Ausflugsschiffe am Neusiedler See mit neuen Routen

Die Ausflugsschiffe auf dem Neusiedler See steuern in die Saison 2010. Ab dem Osterwochenende können Rad- und Naturtouristen das Burgenland und Ungarn wieder per Schiff erkunden. Seit dem heurigen Jahr ist vom neuen Stadtsteg in Rust auch eine direkte Fahrt von der Storchenstadt nach Illmitz oder nach Fertörakos (Ungarn) möglich.

Insgesamt sind am Neusiedler See 37 Ausflugsschiffe im Auftrag von neun konzessionierten Unternehmen unterwegs. Als vor 21 Jahren der Eiserne Vorhang fiel und die ungarische Grenze nach Österreich geöffnet wurde, war das erste Schiff bereits einige Monate zwischen Fertörakos und Mörbisch (Bezirk Eisenstadt-Umgebung) unterwegs, erzählte Paula Gruber-Drescher von Drescher-Touristik bei der Präsentation des aktuellen Fahrplans. Damals mussten die Fahrten 72 Stunden vorher angemeldet werden.

Am Wochenende wird nun ein weiterer direkter Wasserweg nach Ungarn eingeweiht.

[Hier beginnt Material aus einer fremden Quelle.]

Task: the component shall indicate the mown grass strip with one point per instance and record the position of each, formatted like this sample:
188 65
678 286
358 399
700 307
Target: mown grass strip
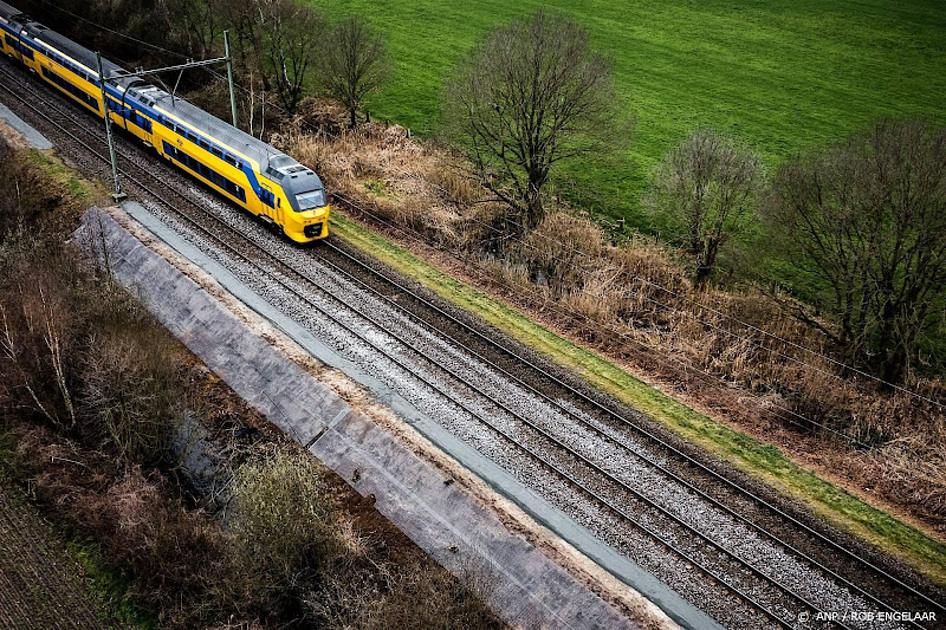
764 461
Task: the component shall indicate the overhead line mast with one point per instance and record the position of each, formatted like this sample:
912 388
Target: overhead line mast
119 195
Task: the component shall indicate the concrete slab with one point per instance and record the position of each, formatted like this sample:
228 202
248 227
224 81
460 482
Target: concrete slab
675 606
33 137
528 588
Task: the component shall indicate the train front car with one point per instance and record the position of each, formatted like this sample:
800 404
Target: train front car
305 194
238 166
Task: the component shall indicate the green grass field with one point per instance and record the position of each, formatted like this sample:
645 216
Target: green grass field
783 75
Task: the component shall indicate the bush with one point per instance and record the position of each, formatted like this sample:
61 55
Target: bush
282 526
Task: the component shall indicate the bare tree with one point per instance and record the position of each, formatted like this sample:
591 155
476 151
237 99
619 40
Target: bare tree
707 187
292 33
354 64
278 40
868 216
529 96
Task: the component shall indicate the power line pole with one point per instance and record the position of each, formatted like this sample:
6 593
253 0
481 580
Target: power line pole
118 195
229 56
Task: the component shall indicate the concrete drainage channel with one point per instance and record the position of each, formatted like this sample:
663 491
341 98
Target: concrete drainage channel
260 353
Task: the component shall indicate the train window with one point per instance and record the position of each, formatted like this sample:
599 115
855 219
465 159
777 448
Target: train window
311 199
206 172
74 90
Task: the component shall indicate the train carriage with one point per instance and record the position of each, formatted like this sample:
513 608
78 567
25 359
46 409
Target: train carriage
245 170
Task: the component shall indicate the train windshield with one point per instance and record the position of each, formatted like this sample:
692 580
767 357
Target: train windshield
311 199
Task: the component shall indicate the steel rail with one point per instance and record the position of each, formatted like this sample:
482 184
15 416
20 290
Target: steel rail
514 441
488 396
650 435
563 408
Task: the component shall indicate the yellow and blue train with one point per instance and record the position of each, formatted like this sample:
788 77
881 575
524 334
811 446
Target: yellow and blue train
243 169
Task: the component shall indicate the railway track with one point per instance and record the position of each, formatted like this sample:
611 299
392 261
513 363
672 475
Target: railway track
748 588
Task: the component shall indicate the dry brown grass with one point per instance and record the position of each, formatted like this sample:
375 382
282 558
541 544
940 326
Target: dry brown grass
609 295
91 387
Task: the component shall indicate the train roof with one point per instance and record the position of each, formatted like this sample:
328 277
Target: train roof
7 11
223 132
215 128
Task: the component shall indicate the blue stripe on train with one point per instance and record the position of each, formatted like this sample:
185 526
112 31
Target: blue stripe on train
266 197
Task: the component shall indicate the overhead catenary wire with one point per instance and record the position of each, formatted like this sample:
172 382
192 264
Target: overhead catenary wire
402 231
800 420
754 328
582 487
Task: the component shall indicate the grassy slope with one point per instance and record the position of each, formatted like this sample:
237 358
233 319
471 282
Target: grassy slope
783 74
760 460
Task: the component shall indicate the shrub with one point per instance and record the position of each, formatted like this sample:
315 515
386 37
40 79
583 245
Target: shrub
282 526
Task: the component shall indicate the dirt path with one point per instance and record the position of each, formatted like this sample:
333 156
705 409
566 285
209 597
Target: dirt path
40 585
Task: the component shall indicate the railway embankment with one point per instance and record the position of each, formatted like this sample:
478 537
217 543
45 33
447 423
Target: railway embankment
537 580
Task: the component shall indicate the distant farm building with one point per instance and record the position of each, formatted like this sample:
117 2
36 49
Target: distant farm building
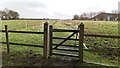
106 17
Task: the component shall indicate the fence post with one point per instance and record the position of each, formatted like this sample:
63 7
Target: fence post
81 38
46 41
7 39
50 39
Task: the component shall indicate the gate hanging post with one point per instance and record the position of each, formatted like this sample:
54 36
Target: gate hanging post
46 41
81 38
50 39
7 39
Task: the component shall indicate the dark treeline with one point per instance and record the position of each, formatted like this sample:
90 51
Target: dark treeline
8 14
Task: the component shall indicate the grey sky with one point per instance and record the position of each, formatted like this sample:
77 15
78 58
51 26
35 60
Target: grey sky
57 8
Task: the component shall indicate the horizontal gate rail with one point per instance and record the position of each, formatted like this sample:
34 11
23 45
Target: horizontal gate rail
64 30
21 44
67 45
29 32
67 50
65 38
65 55
105 36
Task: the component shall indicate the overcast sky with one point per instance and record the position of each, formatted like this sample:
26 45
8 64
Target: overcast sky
62 9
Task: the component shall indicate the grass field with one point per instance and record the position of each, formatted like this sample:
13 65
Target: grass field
91 27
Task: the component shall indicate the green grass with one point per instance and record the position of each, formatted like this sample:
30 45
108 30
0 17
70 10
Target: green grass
92 27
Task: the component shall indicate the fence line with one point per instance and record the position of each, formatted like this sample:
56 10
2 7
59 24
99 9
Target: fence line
28 32
48 39
21 44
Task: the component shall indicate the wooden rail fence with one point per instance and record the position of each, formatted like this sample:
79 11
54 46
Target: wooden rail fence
48 40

Die Route Rust - Fertörakos - Rust wird zweimal am Tag gefahren. Das Ausflugsschiff legt allerdings nicht wie die meisten im Haupthafen neben dem Seebad ab, sondern direkt in der Storchenstadt beim sogenannten Stadtsteg. Den Gästen will man damit die Fahrt oder den Fußmarsch zum See ersparen.

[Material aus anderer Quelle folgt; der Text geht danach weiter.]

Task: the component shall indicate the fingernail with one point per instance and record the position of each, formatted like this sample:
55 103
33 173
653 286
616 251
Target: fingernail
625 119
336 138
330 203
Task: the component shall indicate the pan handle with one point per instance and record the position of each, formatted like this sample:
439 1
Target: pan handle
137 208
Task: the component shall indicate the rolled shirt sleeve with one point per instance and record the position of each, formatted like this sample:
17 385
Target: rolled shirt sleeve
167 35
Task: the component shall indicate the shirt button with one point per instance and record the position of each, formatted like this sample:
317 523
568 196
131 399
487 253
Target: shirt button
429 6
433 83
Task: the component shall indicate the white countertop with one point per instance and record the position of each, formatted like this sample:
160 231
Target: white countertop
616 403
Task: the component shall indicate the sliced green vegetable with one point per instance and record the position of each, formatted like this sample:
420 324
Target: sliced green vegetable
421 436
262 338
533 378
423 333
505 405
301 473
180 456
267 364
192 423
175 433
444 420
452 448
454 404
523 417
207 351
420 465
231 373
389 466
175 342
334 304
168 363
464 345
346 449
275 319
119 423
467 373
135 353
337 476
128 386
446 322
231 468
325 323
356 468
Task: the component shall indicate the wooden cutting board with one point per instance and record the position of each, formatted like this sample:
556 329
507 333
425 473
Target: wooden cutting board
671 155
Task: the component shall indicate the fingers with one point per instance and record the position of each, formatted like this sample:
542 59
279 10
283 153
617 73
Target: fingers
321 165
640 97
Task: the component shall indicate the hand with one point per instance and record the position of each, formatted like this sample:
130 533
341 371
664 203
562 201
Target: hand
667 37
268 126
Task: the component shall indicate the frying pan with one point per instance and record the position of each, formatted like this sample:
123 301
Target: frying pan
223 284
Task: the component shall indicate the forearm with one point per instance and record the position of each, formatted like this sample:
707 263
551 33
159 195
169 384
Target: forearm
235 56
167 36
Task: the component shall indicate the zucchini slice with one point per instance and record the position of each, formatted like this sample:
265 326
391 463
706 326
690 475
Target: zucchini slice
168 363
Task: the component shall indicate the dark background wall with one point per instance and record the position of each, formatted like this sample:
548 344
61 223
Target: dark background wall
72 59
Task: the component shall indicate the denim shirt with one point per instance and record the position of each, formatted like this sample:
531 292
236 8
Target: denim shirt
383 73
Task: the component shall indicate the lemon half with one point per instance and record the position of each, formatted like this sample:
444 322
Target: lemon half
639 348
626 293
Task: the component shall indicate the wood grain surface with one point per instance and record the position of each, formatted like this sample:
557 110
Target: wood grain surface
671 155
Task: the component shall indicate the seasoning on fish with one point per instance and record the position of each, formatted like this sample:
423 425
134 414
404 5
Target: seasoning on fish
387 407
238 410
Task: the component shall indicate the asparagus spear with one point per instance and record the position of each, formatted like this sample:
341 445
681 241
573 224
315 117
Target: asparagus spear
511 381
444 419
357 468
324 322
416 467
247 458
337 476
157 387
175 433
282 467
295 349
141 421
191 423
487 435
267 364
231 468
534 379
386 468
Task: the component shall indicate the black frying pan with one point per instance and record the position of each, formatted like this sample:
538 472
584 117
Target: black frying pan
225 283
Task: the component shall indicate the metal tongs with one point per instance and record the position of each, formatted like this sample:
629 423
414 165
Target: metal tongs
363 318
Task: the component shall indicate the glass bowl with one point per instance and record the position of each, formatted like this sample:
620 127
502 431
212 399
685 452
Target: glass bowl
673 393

Eine direkte Verbindung nach Ungarn gibt es nun auch von Illmitz aus. Außerdem wurde für die Saison 2010 die Route Rust - Illmitz - Rust in den Fahrbetrieb aufgenommen. Zweimal täglich können die Touristen auf die jeweils andere Seite des Neusiedler Sees gelangen.

Mittlerweile werden die Schiffe nicht nur als Fähre für die Fahrradtouristen und für Rundfahrten genutzt. Auch Hochzeiten und Geburtstage darauf gefeiert.

Von den 37 Ausflugsschiffen am Neusiedler See werden derzeit sieben mit Pflanzenöl betrieben. Bereits im Herbst 2009 wurde im Schifffahrtsunternehmen Weiss-Sommer aus Mörbisch umgerüstet. Mit einer Fördermöglichkeit bis zu 40 Prozent sollen nun auch die anderen Betriebe zum Umrüsten motivieret werden. Pro Motor kostet die Anpassung laut Umweltlandesrat Werner Falb-Meixner 4.500 Euro. Das verwendete Rapsöl wird im Burgenland produziert.